Starting from:

$25

CMPUT398- Lab 2 Solved

Objective
The purpose of this lab is to introduce you to the CUDA API by implementing vector addition. You will implement vector addition by writing the GPU kernel code as well as the associated host code.

All parts of this lab will be submitted as one zipped file through eclass. Details for submission are at the end of the lab.

Instructions
Edit the code where the TODOs are specified and perform the following:

•          Allocate device memory

•          Copy host memory to device

•          Initialize thread block and kernel grid dimensions

•          Invoke CUDA kernel

•          Copy results from device to host

•          Free device memory

•          Write the CUDA kernel

 

Local Setup Instructions
Steps:

1.     Download “Lab2.zip”.

2.     Unzip the file.

3.     Open the Visual Studios Solution in Visual Studios 2013.

4.     Build the project. Note the project has three configurations.

a.     Test

b.     Debug

c.     Submission

For testing it is recommended that you run the “Debug” configuration.

 

 

But make sure you have the “Submission” configuration selected when you finally submit.

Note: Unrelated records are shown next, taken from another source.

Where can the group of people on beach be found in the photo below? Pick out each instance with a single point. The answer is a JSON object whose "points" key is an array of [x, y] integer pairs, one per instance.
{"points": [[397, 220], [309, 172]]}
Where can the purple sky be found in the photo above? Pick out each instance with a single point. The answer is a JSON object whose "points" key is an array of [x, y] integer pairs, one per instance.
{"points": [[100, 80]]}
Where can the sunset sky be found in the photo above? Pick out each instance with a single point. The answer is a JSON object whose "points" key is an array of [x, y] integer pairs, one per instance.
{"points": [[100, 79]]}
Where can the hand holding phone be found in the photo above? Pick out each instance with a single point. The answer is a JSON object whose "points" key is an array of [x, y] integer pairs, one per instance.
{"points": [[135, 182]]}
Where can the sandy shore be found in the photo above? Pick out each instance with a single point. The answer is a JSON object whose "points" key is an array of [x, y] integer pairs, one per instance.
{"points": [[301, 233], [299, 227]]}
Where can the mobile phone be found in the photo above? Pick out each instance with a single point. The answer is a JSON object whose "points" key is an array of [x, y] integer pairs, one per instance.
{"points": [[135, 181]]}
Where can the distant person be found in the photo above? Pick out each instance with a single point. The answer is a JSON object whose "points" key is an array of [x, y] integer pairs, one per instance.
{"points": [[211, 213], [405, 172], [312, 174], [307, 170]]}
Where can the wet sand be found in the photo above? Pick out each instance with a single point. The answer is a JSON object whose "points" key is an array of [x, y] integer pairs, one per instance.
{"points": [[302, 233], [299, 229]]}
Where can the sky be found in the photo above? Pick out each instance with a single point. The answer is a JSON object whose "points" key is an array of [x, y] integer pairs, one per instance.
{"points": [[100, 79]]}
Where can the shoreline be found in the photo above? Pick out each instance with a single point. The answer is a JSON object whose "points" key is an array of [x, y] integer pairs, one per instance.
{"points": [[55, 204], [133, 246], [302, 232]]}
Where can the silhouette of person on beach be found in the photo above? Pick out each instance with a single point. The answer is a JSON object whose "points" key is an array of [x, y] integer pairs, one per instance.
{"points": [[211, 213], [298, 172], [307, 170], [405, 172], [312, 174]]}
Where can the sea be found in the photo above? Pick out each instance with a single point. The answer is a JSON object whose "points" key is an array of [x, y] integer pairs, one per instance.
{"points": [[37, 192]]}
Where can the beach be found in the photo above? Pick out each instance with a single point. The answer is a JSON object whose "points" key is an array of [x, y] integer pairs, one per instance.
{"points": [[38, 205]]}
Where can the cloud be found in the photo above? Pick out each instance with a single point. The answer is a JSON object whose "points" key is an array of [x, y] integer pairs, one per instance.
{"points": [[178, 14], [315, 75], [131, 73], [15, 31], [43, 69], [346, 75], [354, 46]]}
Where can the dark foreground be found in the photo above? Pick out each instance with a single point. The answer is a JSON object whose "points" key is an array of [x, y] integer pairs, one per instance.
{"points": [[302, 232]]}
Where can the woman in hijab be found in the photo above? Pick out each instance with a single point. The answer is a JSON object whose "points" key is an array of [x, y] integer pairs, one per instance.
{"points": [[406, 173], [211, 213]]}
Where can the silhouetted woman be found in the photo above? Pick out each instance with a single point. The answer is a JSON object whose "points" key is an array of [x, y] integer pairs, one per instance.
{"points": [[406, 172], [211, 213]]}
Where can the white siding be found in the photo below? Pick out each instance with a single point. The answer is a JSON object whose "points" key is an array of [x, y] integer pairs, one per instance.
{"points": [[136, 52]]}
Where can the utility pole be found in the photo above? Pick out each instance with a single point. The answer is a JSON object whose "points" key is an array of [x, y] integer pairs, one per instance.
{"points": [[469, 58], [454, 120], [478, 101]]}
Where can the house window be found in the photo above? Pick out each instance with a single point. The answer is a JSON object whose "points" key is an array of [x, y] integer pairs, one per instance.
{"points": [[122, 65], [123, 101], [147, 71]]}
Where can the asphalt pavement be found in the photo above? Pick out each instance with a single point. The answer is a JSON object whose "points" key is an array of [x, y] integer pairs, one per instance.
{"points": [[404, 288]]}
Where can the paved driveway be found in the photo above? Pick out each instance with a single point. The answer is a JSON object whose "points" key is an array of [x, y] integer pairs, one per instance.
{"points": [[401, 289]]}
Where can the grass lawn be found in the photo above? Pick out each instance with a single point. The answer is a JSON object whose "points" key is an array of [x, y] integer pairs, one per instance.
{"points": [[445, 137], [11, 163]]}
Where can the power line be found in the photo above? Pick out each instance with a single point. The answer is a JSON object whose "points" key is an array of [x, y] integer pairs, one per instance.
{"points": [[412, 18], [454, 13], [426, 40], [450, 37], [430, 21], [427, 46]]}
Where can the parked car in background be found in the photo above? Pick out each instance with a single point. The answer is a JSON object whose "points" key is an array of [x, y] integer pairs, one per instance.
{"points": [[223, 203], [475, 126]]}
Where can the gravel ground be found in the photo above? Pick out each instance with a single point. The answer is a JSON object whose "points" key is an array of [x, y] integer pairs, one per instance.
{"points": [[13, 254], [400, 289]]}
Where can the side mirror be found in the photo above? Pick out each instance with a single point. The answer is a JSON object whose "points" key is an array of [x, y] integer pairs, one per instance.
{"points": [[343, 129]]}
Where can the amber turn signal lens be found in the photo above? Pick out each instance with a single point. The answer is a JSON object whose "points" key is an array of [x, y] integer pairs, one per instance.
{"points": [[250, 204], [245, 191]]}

5.     Run the program by pressing the following button:

 

 

Don’t try to run the program when the “Test” configuration is selected.

Vector Add Testing
1.     The “Debug” configuration will show “false” in the last line of the programs output If your code is incorrect.

 

 

The outputted vector can be seen in “Dataset\VectorAdd\Test\[0-9]”. For example, “Dataset\VectorAdd\Test\0\myOutput.raw”. The first line is the size of the array. The “Debug” configuration will run the first test “Dataset\VectorAdd\Test\0”. 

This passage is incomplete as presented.